It’s time to transition to a pull strategy. A simple place to start is with content marketing. Here are a few key questions to answer when making this transition:
- Does your content clearly articulate what you’re selling?
- Does it articulate the pains and gains in the right way?
- Do you have content that ties to the various stages of the funnel around awareness, discovery, evaluation, purchase, etc.?
- Have you done the hard, detailed work of truly SEO-optimizing your content so that customers can easily get the answers to their questions when they conduct searches for solutions to their problems?
- Will those searches lead them to you?
The next big bucket of work is personalization. Salesforce recently shared a stat that 72% of customers expect businesses to provide them with personalized experiences. That also means customized experiences. Some customers like to talk on the phone. Some don’t. Some like to use the chat feature. Some like to read content. Others would rather watch a video. So how are you building experiences that cater to your buyers’ preferences?
Marketing today is about helping customers find you in ways they want to find you, when they want to find you. The future isn’t coming—it’s already here. Marketers need to acknowledge changing consumption and interaction patterns. But they need to do it while keeping those three fundamental Day One questions in mind. Those questions are essential for understanding who your customers are, what they need and how to reach them. Answering these questions doesn’t just inform your marketing strategy, it gives your whole organization focus, it informs your org chart, how you think about your revenue and sales organization, and even how you build your product. Frankly, these three answers inform every aspect of your business.
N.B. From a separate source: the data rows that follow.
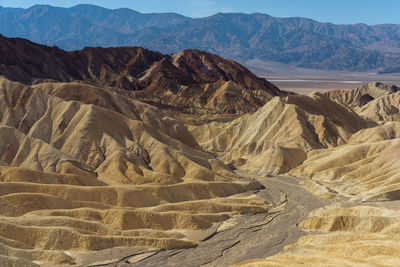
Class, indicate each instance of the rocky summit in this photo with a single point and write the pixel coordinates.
(128, 157)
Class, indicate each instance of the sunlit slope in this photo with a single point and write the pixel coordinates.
(277, 137)
(86, 171)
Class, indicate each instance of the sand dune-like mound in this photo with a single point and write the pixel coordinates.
(87, 168)
(360, 96)
(366, 170)
(357, 236)
(384, 108)
(276, 137)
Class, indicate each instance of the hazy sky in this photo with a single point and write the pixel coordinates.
(335, 11)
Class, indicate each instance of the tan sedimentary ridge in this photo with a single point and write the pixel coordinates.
(89, 171)
(277, 137)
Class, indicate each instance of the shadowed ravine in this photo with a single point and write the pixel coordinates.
(250, 236)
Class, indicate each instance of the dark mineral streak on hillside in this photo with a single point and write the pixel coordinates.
(189, 80)
(296, 41)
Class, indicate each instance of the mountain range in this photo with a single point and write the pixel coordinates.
(123, 156)
(297, 41)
Repeating those questions periodically can be useful for you and your team. They can reveal if there is alignment throughout the organization. They can also help identify potential pivot points. Has your customer changed? Has the process your product was designed to facilitate evolved? Do you need to evolve your product in response?
Going back to the basics isn’t fun or sexy. It’s homework on a Monday night. But that’s what you need to do to pass the next test.